The lack of new laws is not a surprise, given partisan divisions. Less noticed, but arguably more depressing, is the number of existing federal programs still limping along under short-term extensions of outdated policy because Republicans and Democrats cannot agree on the terms of their reauthorization.
This category includes programs for low-income Americans, such as Temporary Assistance for Needy Families, and the farm bill, which includes a raft of agribusiness subsidies and regulations as well as food stamps; without its passage, dairy prices will go through the roof in January — for reasons only ag-law experts understand.
There was some hope that this might be the year Congress finally came up with a permanent solution to the perennial “doc fix” — staving off scheduled cuts to Medicare physician reimbursements that Congress adopted in 1997 but that doctors argue would drive many of them out of work. This year, the Congressional Budget Office announced that a permanent doc fix would cost $136 billion over 10 years, a dramatic reduction from previous estimates. The lower estimate is attributable to slowing inflation of overall health costs. Prompted by that good news, House and Senate tax-writing committees developed a “framework” for the doc fix, but they still haven’t come up with a convincing way to pay for it.

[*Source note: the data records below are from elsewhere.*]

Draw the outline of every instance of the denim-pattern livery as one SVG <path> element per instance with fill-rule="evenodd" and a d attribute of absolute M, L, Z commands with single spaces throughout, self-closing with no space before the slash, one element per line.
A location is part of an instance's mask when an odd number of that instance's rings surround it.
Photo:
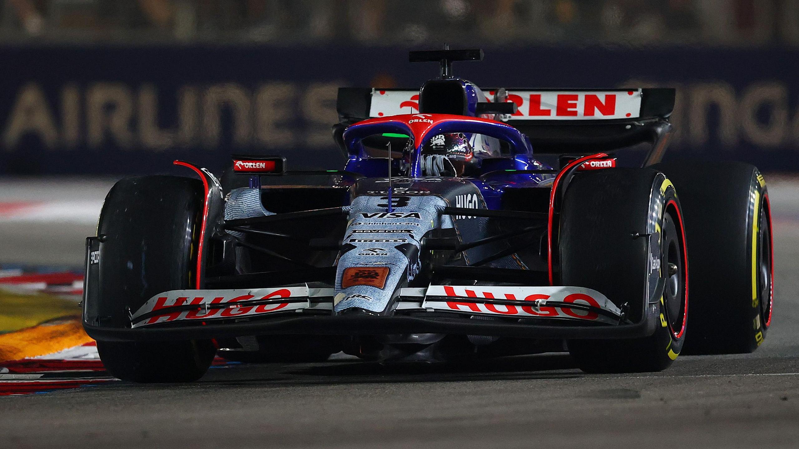
<path fill-rule="evenodd" d="M 269 212 L 264 208 L 264 205 L 260 202 L 260 189 L 244 187 L 233 189 L 230 191 L 227 201 L 225 203 L 225 220 L 252 218 L 264 215 L 275 215 L 275 213 Z M 244 237 L 244 232 L 236 231 L 228 231 L 228 232 L 238 239 Z"/>
<path fill-rule="evenodd" d="M 440 216 L 446 201 L 435 195 L 404 197 L 402 207 L 388 213 L 386 199 L 362 195 L 352 201 L 349 223 L 344 239 L 344 252 L 336 272 L 335 308 L 336 313 L 359 308 L 380 312 L 390 309 L 398 287 L 412 279 L 419 269 L 419 258 L 409 260 L 398 246 L 410 244 L 420 249 L 420 240 L 435 228 L 451 228 L 449 216 Z M 397 232 L 400 231 L 400 232 Z M 370 241 L 372 240 L 372 241 Z M 418 253 L 418 252 L 417 252 Z M 410 271 L 408 271 L 409 264 Z M 372 285 L 341 288 L 344 270 L 348 267 L 388 267 L 388 276 L 383 288 Z"/>

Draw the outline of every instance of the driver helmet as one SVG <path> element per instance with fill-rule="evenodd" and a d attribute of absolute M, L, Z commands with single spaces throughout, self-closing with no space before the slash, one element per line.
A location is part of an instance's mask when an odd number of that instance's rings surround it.
<path fill-rule="evenodd" d="M 463 133 L 434 136 L 422 146 L 422 160 L 427 176 L 468 176 L 478 170 L 475 149 Z"/>

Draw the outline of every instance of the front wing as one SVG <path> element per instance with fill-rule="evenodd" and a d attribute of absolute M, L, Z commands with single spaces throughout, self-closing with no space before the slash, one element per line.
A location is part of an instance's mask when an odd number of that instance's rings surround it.
<path fill-rule="evenodd" d="M 334 315 L 332 288 L 308 285 L 255 289 L 173 290 L 130 314 L 130 327 L 92 322 L 97 340 L 158 340 L 251 335 L 447 333 L 542 339 L 634 338 L 652 320 L 630 323 L 601 292 L 582 287 L 431 285 L 402 288 L 386 316 Z M 482 319 L 474 319 L 479 317 Z M 486 319 L 487 318 L 487 320 Z"/>

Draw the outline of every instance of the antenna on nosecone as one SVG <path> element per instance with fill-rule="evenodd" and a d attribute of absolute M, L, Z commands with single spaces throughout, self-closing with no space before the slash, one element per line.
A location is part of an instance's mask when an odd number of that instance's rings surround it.
<path fill-rule="evenodd" d="M 423 51 L 411 51 L 408 54 L 411 62 L 438 62 L 441 65 L 441 79 L 452 78 L 452 62 L 455 61 L 483 61 L 483 50 L 450 50 L 449 45 L 444 44 L 444 50 L 431 50 Z"/>
<path fill-rule="evenodd" d="M 386 201 L 386 205 L 388 206 L 388 212 L 394 212 L 394 208 L 392 207 L 392 142 L 388 141 L 388 201 Z"/>

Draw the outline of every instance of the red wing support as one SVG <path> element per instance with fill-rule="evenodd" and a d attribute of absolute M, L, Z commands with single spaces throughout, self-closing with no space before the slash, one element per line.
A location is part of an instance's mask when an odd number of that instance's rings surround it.
<path fill-rule="evenodd" d="M 205 284 L 205 256 L 209 252 L 209 241 L 214 234 L 221 233 L 221 221 L 225 201 L 222 199 L 222 186 L 211 172 L 198 167 L 191 162 L 175 161 L 176 165 L 188 167 L 200 177 L 205 189 L 202 218 L 199 232 L 193 232 L 197 239 L 197 268 L 194 276 L 194 288 L 203 288 Z"/>

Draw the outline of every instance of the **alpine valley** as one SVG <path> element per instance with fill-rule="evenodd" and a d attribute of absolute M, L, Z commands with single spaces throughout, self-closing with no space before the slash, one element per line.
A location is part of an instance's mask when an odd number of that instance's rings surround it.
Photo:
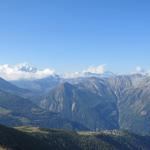
<path fill-rule="evenodd" d="M 0 78 L 0 148 L 148 150 L 149 91 L 140 73 Z"/>

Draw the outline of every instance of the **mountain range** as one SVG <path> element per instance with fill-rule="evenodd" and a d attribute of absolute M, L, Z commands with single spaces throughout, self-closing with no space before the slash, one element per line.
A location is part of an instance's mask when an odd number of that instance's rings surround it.
<path fill-rule="evenodd" d="M 11 82 L 0 79 L 0 123 L 149 134 L 149 83 L 148 75 L 111 73 Z"/>
<path fill-rule="evenodd" d="M 127 131 L 74 132 L 0 125 L 1 150 L 149 150 L 150 136 Z"/>

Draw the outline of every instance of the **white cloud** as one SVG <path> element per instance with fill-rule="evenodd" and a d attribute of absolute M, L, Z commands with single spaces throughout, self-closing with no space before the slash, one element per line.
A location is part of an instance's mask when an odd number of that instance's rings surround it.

And now the annual defense authorization bill is caught up in the wrangling. For each of the last 51 years, Congress has passed a fresh law setting forth policy for the Pentagon. National security — and the billions in spending for constituents back home — compelled the House and Senate to act. Alas, the bill has stalled in the Senate, partly because of Sen. David Vitter’s, R-La., time-consuming attempt to attach an anti-Obamacare amendment to a separate bill, partly because of Republican demands to offer more amendments than Majority Leader Harry Reid, D-Nev., wants and partly because of controversy over reforming the military’s sexual-assault prosecutions. Unless this knot can be untangled, the casualty list of congressional dysfunction will grow to include the most basic federal responsibility of all: national defense.